6 of 114 comments (clear)

  1. 2% were lost... by Mishotaki · · Score: 5, Insightful

    If 2% of the votes were lost, how many were incorrect or not registered properly? If the system can lose votes, it can very easily put them for the wrong person as well...

    1. Re:2% were lost... by caliburngreywolf · · Score: 5, Insightful

      In the USA, there is often a dramatic difference between early morning voters (usually elderly or thos who work in schools) Mid-day voters (usually unemployed or work non-standard hours) and evening voters (usually work a regular day job) if the 2% was spread out evenly over space and time, representing a random sample, inference is acceptable, but if it represents, let's say, the several thousand factory workers who voted right after work in a district that is abuzz with fervor for a new labor-friendly candidate...yeah, you can't base that 2% of the other 98%

  2. how many coffin nails will it take? by mtrachtenberg · · Score: 5, Insightful

    E-voting has had more lives than a cat. It should be over, done, kaput. An experiment that failed.

  3. From EFFI by Razalhague · · Score: 5, Informative

    Here's an article in non-google-translated English. Also contains some other links in English.

  4. Re:Banking doesn't usually require anonymity by Sheafification · · Score: 5, Informative

    If you gave up secret voting, you could likely make a 'secure enough' voting system, since anyone could check their own vote in the system.

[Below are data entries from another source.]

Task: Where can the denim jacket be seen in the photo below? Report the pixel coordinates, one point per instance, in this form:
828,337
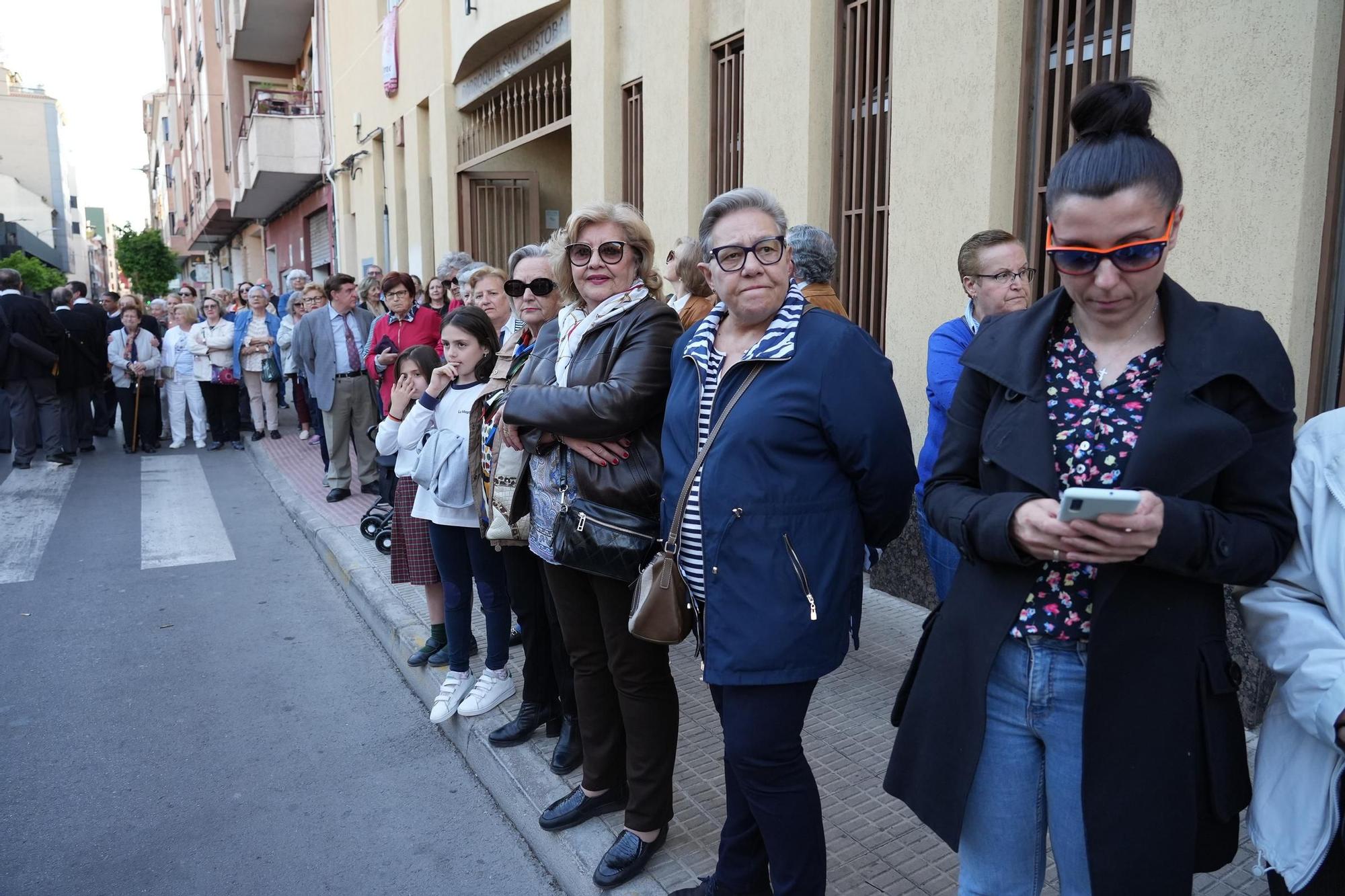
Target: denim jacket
1297,626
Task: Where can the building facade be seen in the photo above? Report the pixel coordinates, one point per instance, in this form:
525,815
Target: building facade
236,142
900,127
38,188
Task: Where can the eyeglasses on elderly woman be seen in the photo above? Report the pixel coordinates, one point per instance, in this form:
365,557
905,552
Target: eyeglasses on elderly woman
540,287
767,251
580,253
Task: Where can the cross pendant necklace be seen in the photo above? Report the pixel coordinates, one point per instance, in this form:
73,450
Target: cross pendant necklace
1102,372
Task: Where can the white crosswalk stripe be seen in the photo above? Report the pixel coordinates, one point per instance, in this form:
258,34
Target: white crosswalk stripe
180,521
30,502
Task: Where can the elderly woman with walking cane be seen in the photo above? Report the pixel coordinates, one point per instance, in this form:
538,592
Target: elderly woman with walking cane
134,360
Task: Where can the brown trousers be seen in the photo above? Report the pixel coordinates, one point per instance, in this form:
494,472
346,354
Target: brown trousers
627,701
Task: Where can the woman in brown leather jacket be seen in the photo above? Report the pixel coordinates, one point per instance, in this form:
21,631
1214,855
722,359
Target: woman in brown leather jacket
590,411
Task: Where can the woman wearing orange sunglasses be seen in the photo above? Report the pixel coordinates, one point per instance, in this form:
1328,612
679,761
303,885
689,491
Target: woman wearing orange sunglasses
1077,680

    There's no need to give up on secret voting to get this. Thanks to advances in cryptography we can have secret *and* verifiable ballots. An example implementation can be found at Helios voting. Also, check out a description of a paper based system: Scratch and Vote [PDF]

  5. Re:Banking doesn't usually require anonymity by GvG · · Score: 5, Insightful

    You could be forced by a third party to reveal how you voted (they would force you to give them your random characters and then they would be able to verify that you voted as you were told to.)